Scappare dalla Nigeria, arrivare in Libia, attraversare il Mediterraneo di notte sopra una bagnarola, cambiare pianeta. E ritrovarsi in cima a un monte di una città sconosciuta senza potersi muovere. Mark (nome di fantasia) è uno dei 24 immigrati ospiti della Cà matta, a Ponteranica, sulla Maresana. "Dall'Italia ci aspettiamo sostegno. Vorrei avere libertà di muovermi, libertà di parola, libertà di lavorare”.

Scappare dalla Nigeria, arrivare in Libia, attraversare il Mediterraneo di notte sopra una bagnarola, cambiare pianeta. E ritrovarsi in cima a un monte di una città sconosciuta senza potersi muovere. Mark (nome di fantasia) è uno dei 24 immigrati ospiti della Cà matta, a Ponteranica, sulla Maresana. Ha 44 anni, parla l’inglese piuttosto bene. Al suo fianco i compagni di viaggio ascoltano attenti, ridono e scostano lo sguardo dalle macchine fotografiche. “Io sono nigeriano. Molti scappano dal mio paese perché è oppresso politicamente e per motivi religiosi. Oppure dalla povertà. C’è molta insicurezza, anche a causa di persone che hanno potere e sono aggressive. Terroristi: non rispettano la legge, fanno ammazzare la gente.
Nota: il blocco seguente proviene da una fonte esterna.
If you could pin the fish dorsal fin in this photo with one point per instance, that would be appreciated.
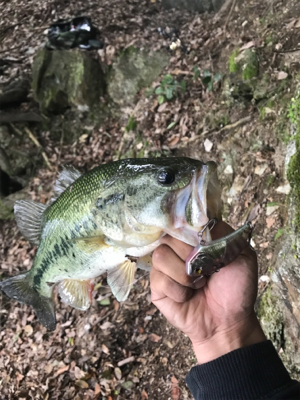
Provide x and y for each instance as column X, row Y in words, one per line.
column 91, row 244
column 77, row 294
column 120, row 279
column 28, row 215
column 68, row 175
column 145, row 263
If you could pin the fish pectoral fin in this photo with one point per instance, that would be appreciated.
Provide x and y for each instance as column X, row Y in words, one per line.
column 20, row 288
column 145, row 263
column 120, row 279
column 75, row 293
column 91, row 244
column 28, row 215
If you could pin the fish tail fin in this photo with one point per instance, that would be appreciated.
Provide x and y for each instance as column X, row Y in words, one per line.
column 20, row 288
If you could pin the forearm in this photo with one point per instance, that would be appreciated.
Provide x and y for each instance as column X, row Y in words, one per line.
column 252, row 372
column 244, row 333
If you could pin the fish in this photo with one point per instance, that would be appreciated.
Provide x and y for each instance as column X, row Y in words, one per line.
column 109, row 220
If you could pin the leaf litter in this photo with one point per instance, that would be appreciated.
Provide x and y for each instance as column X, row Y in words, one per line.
column 129, row 351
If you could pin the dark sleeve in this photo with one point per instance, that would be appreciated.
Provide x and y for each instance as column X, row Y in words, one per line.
column 253, row 372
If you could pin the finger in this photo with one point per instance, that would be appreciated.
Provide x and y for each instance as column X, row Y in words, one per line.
column 163, row 286
column 222, row 229
column 180, row 248
column 169, row 263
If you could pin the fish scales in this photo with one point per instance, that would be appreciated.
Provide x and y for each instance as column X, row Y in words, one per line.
column 109, row 219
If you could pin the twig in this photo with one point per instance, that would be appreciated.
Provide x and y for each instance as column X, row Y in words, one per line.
column 287, row 51
column 225, row 128
column 230, row 13
column 19, row 117
column 126, row 361
column 241, row 121
column 222, row 10
column 37, row 143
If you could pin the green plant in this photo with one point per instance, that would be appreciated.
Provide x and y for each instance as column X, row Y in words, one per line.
column 168, row 89
column 233, row 67
column 131, row 124
column 293, row 110
column 208, row 79
column 293, row 171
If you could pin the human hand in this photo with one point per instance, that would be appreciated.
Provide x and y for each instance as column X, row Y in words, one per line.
column 216, row 313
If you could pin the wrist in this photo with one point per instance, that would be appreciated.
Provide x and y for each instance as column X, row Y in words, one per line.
column 241, row 334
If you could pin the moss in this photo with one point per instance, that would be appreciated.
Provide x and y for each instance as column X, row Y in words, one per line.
column 271, row 317
column 233, row 67
column 293, row 171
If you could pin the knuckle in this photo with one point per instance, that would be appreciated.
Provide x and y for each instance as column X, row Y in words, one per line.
column 160, row 254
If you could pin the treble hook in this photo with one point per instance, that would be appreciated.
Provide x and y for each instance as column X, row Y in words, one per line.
column 212, row 221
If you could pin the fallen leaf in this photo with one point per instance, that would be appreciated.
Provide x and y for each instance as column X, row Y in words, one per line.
column 282, row 75
column 284, row 189
column 28, row 330
column 175, row 391
column 248, row 45
column 270, row 221
column 162, row 107
column 127, row 385
column 118, row 373
column 97, row 389
column 154, row 338
column 61, row 370
column 173, row 141
column 19, row 376
column 105, row 349
column 82, row 384
column 208, row 145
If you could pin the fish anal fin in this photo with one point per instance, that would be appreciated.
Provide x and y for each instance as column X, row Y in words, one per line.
column 75, row 293
column 91, row 244
column 28, row 215
column 144, row 263
column 20, row 288
column 120, row 279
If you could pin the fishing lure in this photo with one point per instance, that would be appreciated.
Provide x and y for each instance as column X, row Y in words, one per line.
column 207, row 258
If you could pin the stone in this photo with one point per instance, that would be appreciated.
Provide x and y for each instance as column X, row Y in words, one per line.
column 62, row 79
column 135, row 69
column 271, row 209
column 200, row 6
column 260, row 169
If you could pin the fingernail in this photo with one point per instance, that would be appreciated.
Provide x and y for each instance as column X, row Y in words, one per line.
column 198, row 283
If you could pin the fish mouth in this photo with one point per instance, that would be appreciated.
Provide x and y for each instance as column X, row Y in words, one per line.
column 197, row 203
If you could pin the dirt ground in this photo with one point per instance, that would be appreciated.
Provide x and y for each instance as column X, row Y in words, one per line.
column 128, row 350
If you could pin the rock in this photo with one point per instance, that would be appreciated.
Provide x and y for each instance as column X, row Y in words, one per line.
column 245, row 62
column 228, row 170
column 62, row 79
column 200, row 6
column 260, row 169
column 208, row 145
column 134, row 70
column 14, row 93
column 285, row 189
column 237, row 187
column 271, row 209
column 7, row 204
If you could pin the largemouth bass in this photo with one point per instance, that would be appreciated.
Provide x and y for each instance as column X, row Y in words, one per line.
column 109, row 220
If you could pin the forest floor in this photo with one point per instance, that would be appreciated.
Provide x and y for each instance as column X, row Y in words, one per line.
column 128, row 350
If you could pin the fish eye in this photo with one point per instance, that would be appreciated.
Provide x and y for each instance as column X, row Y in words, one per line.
column 166, row 177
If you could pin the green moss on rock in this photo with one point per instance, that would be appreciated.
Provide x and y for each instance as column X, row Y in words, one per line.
column 66, row 78
column 135, row 69
column 271, row 317
column 293, row 170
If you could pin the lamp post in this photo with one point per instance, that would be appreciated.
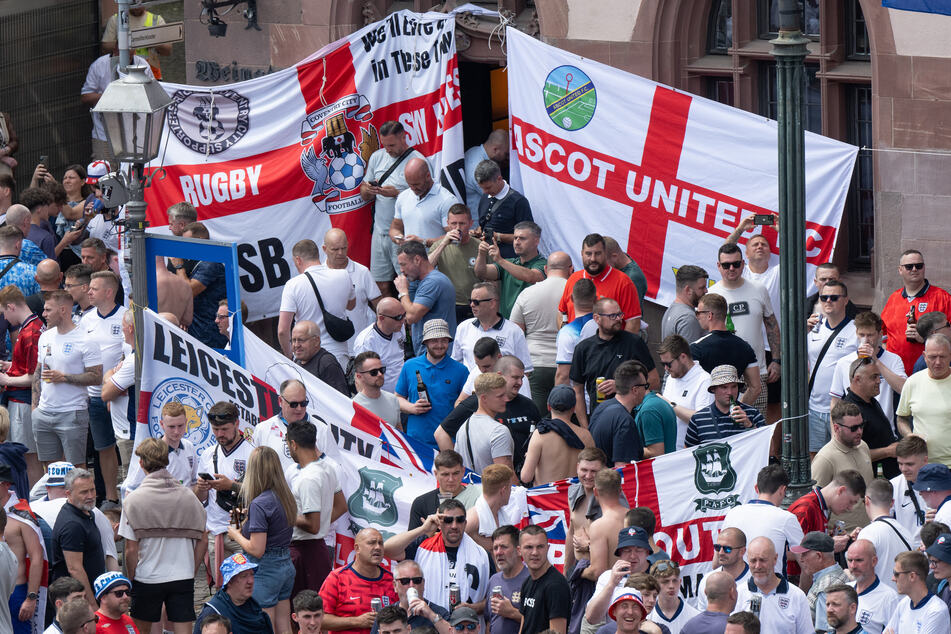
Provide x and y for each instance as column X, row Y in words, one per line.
column 133, row 111
column 789, row 49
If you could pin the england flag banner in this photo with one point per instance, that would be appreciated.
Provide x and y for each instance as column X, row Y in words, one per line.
column 689, row 491
column 381, row 471
column 279, row 158
column 668, row 174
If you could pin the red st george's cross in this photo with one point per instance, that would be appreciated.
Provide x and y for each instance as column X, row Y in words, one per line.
column 683, row 203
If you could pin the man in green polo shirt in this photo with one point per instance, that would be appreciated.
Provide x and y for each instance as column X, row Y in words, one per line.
column 526, row 268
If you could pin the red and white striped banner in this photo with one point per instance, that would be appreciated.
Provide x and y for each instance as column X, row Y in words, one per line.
column 279, row 158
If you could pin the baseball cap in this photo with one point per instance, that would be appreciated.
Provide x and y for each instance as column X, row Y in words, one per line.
column 56, row 473
column 941, row 548
column 105, row 581
column 623, row 594
column 463, row 615
column 233, row 565
column 814, row 540
column 436, row 329
column 632, row 536
column 933, row 477
column 95, row 171
column 561, row 398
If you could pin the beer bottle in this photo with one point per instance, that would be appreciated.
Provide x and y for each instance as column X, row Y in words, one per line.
column 421, row 389
column 912, row 320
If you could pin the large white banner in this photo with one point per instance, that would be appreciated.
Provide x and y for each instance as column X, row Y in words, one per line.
column 279, row 158
column 689, row 491
column 666, row 173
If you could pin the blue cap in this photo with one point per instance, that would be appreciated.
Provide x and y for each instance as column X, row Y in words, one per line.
column 105, row 581
column 933, row 477
column 941, row 548
column 632, row 536
column 233, row 565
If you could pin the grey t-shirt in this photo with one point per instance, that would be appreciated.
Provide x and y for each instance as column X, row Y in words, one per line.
column 681, row 319
column 487, row 438
column 387, row 407
column 511, row 590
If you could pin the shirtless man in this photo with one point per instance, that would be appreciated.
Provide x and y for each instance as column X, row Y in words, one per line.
column 580, row 498
column 604, row 530
column 25, row 544
column 174, row 293
column 558, row 439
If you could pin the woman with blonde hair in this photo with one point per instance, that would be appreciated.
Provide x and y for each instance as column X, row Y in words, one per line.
column 266, row 535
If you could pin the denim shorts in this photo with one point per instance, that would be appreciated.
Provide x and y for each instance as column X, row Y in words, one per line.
column 274, row 576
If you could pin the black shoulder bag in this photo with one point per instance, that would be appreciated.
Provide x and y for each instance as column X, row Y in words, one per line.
column 339, row 329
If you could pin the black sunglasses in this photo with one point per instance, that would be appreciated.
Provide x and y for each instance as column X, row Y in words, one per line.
column 852, row 428
column 450, row 519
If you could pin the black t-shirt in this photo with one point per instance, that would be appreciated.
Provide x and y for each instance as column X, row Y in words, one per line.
column 878, row 431
column 76, row 531
column 720, row 347
column 520, row 417
column 596, row 357
column 544, row 599
column 615, row 432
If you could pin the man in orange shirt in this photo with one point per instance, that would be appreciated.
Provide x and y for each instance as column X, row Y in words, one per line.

Noi vogliamo avere una nuova possibilità. Dall’Italia ci aspettiamo sostegno. Vorrei avere libertà di muovermi, libertà di parola, libertà di lavorare. L’unica cosa che mi sono portato è una Bibbia tascabile. Quando siamo arrivati in Libia ci sono state date indicazioni per l’imbarco. E’ successo tutto in pochissimo tempo. Ho seguito la folla e sono salito su una barca. Non potevamo portare niente di ingombrante: non ho nulla”.

La barca, se così si può chiamare, è salpata alle 22. “Un viaggio molto pericoloso. Abbiamo pregato molto. Il mare era brutto, non c’erano appigli e rischiavamo di cadere. Siamo arrivati alle 4 di notte. Ora rimaniamo qui due settimane, poi non so dove ci manderanno”.

A poche centinaia di metri continua il presidio dei Giovani padani. Non c’è dialogo. Ai profughi è stato raccomandato di ignorare i manifestanti, che rivolgono provocazioni verbali agli operatori sociali dell’accoglienza. “Sappiamo che non vogliono che noi stiamo qui – continua Mark -. Non voglio rispondere, anche perché noi non abbiamo problemi con nessuno”. Da pochi giorni in Italia, ma la speranza è di tornare in Africa: “Quando cambieranno le cose e ci sarà meno violenza tornerò”.